The relative simplicity of the four basic environmental sensors belies the difficulty in designing them for the real world. The challenges that Culler and his students faced in creating the wireless sensors were staggering. They were a completely new paradigm of computing. Their small size limited their computing power, data storage, and power availability. "That austere set of requirements is actually very stimulating," says Culler, "because you have to tackle some hard problems. Loss of data and devices are common, and you always have to deal with uncertainty and noise." Those hurdles, however, were surmounted in relatively short order. Within a few years, Culler's lab had a working hardware prototype and a new operating system, TinyOS, both of which were made open-source to allow anyone to help smooth out the kinks. Now, years later, parts for motes are commercially available and Culler is the consumer, taking both parts and software off the shelf to build the HydroWatch sensors. Each mote operates on an industry standard wireless communication protocol similar to Wi-Fi. Central towers on site collect the motes' chatter and funnel it to the Internet. A standard database then records the changes in solar radiation, temperature, and humidity at each node. Think of the collected data like the New York Stock Exchange for microclimatic conditions. Values for each measured variable constantly change––like stocks in active trading. Hundreds of thousands of data points are generated each day. The total amount of data is simply staggering. And collecting it is only half the story.

If a tree transpires in the forest...
Once the data have been recorded, making sense of the millions of data points requires careful analysis. Fortunately for the HydroWatch Center, Culler and another HydroWatch principal investigator have already experienced this data overload firsthand. Five years ago, he and Todd Dawson, a professor in the Department of Integrative Biology, collaborated on a similar project, albeit smaller in scale. Their goal was to describe the atmosphere immediately surrounding a single redwood tree, a seemingly simple goal that turned out to be far more complex than either of them imagined.

Dawson's research is focused on the question of how plants interact with and influence their climatic surroundings.
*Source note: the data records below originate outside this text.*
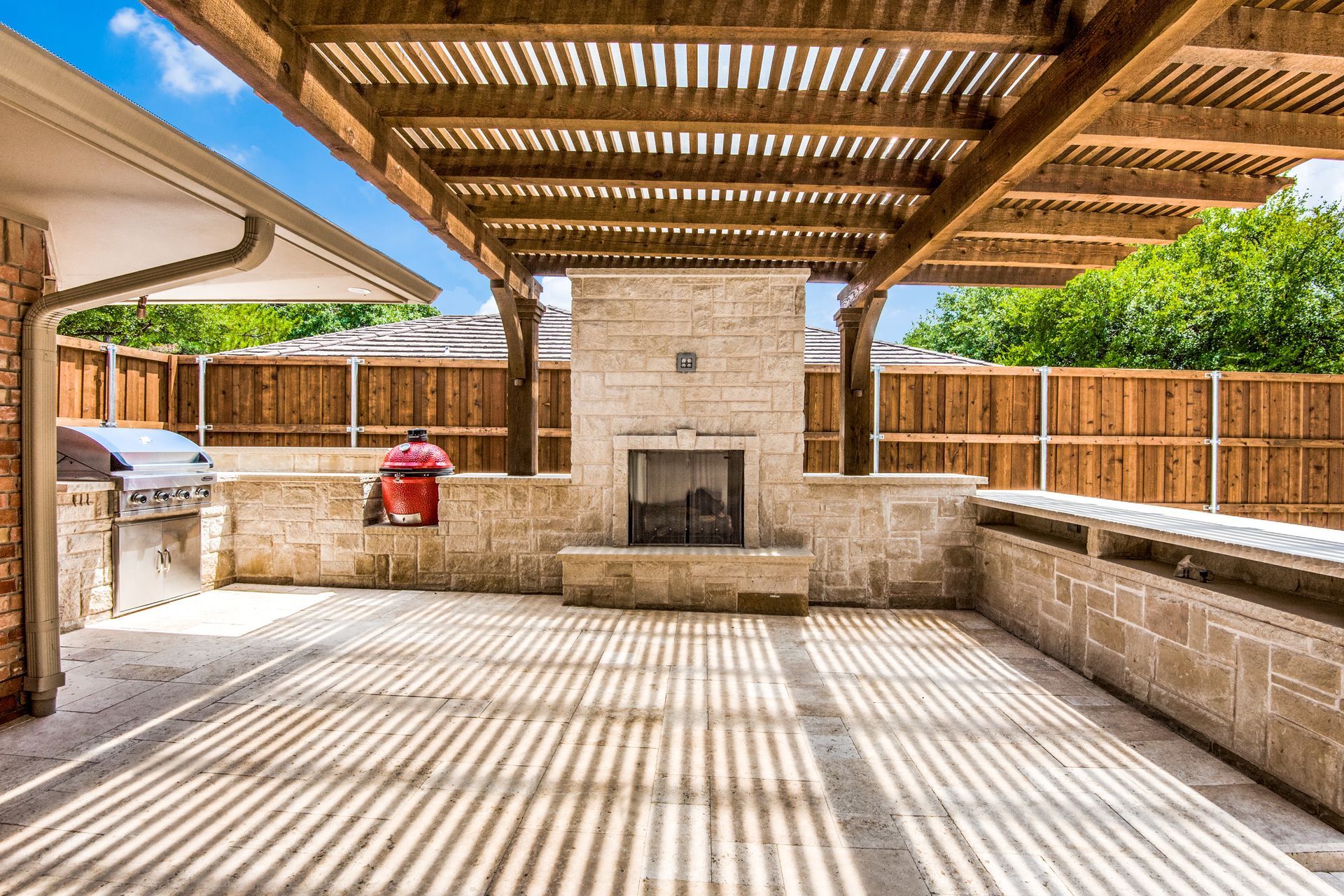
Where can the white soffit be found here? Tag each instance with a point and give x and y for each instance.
(120, 191)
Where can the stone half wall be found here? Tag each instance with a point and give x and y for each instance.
(879, 542)
(496, 533)
(1259, 681)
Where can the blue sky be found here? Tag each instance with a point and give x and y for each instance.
(140, 57)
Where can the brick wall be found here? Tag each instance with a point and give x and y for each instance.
(23, 262)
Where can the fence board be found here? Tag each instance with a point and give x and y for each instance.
(1135, 435)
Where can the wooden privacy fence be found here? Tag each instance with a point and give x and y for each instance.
(307, 400)
(1132, 435)
(1129, 435)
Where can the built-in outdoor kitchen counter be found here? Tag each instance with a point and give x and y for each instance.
(1252, 660)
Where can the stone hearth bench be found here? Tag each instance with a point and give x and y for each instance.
(723, 580)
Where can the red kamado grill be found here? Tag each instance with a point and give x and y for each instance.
(410, 480)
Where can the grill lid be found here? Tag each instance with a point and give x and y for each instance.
(104, 450)
(417, 457)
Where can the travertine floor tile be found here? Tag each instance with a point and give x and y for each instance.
(332, 742)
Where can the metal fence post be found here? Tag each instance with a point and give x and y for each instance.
(1044, 429)
(354, 400)
(201, 400)
(1214, 440)
(876, 418)
(109, 416)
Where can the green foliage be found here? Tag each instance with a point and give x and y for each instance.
(314, 320)
(201, 330)
(1247, 290)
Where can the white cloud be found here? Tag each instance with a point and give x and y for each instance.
(238, 155)
(185, 69)
(1323, 179)
(555, 292)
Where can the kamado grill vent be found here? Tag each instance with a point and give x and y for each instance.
(153, 470)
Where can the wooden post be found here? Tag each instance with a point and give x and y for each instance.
(855, 405)
(521, 316)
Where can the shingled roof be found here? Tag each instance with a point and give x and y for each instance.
(480, 336)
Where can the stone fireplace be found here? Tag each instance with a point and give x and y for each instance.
(678, 451)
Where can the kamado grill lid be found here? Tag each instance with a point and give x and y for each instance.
(417, 457)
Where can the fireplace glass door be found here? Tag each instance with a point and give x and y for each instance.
(686, 498)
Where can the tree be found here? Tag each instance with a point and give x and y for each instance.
(202, 330)
(1259, 289)
(312, 320)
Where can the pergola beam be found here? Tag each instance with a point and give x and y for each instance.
(820, 218)
(847, 115)
(1112, 58)
(659, 245)
(678, 109)
(1243, 36)
(558, 265)
(951, 24)
(851, 176)
(962, 253)
(281, 66)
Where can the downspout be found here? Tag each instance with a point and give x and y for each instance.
(38, 381)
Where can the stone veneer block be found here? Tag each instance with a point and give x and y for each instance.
(720, 580)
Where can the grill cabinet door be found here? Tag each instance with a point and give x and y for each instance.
(182, 547)
(139, 575)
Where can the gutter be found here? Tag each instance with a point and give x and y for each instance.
(41, 593)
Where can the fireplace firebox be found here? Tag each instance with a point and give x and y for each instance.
(686, 498)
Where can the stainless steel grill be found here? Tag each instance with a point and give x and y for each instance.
(162, 482)
(155, 470)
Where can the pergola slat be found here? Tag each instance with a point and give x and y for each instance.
(840, 115)
(286, 71)
(1243, 36)
(858, 176)
(1112, 58)
(679, 109)
(1018, 223)
(979, 253)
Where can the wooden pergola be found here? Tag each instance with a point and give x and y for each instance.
(879, 143)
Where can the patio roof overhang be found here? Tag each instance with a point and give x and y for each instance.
(134, 209)
(948, 141)
(120, 191)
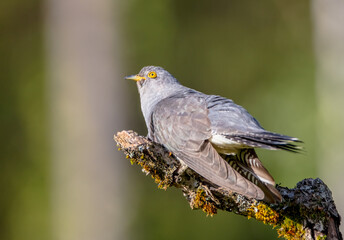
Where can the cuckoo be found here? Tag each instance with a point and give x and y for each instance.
(210, 134)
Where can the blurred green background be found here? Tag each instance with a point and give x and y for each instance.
(260, 54)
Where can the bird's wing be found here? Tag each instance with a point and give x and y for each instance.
(232, 125)
(182, 125)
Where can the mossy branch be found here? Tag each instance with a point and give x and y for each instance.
(307, 212)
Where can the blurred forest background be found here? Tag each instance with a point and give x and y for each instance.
(63, 96)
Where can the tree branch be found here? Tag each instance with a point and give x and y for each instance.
(307, 212)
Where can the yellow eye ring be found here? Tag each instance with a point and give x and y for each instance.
(152, 74)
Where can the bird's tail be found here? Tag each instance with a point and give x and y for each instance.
(249, 166)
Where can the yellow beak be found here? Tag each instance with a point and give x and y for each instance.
(135, 78)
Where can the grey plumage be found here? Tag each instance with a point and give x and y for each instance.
(212, 135)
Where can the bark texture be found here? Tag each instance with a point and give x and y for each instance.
(307, 212)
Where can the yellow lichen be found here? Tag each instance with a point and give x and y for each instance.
(200, 202)
(290, 229)
(263, 213)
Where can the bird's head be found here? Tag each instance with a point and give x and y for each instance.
(152, 77)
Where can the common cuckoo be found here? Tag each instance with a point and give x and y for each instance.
(211, 134)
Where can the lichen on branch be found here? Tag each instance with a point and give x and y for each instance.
(307, 211)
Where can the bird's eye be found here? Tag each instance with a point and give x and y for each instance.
(152, 74)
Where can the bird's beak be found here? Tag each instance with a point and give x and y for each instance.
(136, 78)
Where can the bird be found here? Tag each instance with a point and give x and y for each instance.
(211, 134)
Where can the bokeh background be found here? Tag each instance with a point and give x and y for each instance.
(63, 96)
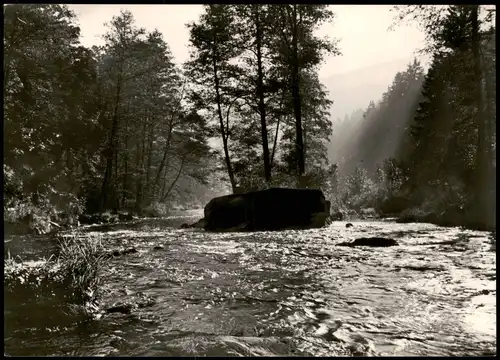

One of the plants he studies is the coast redwood, Sequoia sempervirens. As the tallest tree in the world, redwoods are both slaves to and masters over the microclimate that surrounds them. They constantly lose massive amounts of water, possibly dozens of gallons a day, through transpiration; this loss, in turn, creates a negative feedback loop that raises the surrounding humidity, lowers the temperature, and slows further loss. This fine level of control is fantastically dynamic, making Sequoia sempervirens a perfect test for environmental monitoring via wireless sensor networks.

Dawson and Culler deployed 33 wireless sensors in a redwood grove for 44 days. They predicted revolutionary results. What they hadn't predicted was the staggering amount of data those 33 motes could provide in one month. "It took us eight months to distill the data, troubleshoot, pull out outliers, and figure out where we had bad, uncalibrated sensors," says Dawson. This lesson has not been wasted on Dawson and Culler as they begin the deployment phase of the Keck HydroWatch project in earnest. "There's been a real push to get the statistical community involved to help us so this doesn't happen again."

The astonishing amount of data for the microclimate around a handful of redwoods hints at the complexity of the global climate, something that Ron Cohen, associate professor of chemistry and HydroWatch principal investigator, is keen to investigate. Cohen wants to better understand the behavior of water on a global scale. For Cohen, a single watershed is an excellent starting point. "My interest in Keck starts from a technical standpoint of how we can change the way we make atmospheric observations," he says. Cohen wants to move beyond detailed measurements at a single point to extrapolate out to ever-increasing areas. HydroWatch is the first step, moving from one point to dozens, perhaps hundreds of points when the project is running at full steam.

Cohen hopes that as a result of the tools developed by HydroWatch, he can help build more accurate atmospheric models that can "predict outside the envelope of past experience and into new conditions." One global phenomenon that Cohen is investigating is cloud formation. "If you look at the Earth from space," says Cohen, "a lot of it is white because of the clouds. That's all directly reflected sunlight!" The percentage of the Earth covered by clouds is hugely important to atmospheric modelers because it dictates how much sunlight eventually reaches and heats the Earth's surface. Understanding the origin of clouds, then, is incredibly important for future climate predictions. Previous efforts have turned a relative paucity of data into system-wide extrapolations of potentially lower quality, Cohen concedes. HydroWatch promises to upend the status quo, narrowing the gap between known data and assumptions and providing scientists with more accurate atmospheric models.

Vapor action
"Water is important for life; that's not something that is new," says Inez Fung, professor in the Department of Earth and Planetary Science and another Keck principal investigator. "But being able to predict it is something else." Her work forecasting the drivers of climate change is steeped in uncertainty. Climate models suffer from uncertainties with respect to atmospheric carbon dioxide and plant growth, but they absolutely fall apart when soil moisture is added to the equation. The Keck HydroWatch project already has a startling preliminary finding from their few months in the field that may change how the models incorporate vegetation and soil moisture into predictions of water vapor.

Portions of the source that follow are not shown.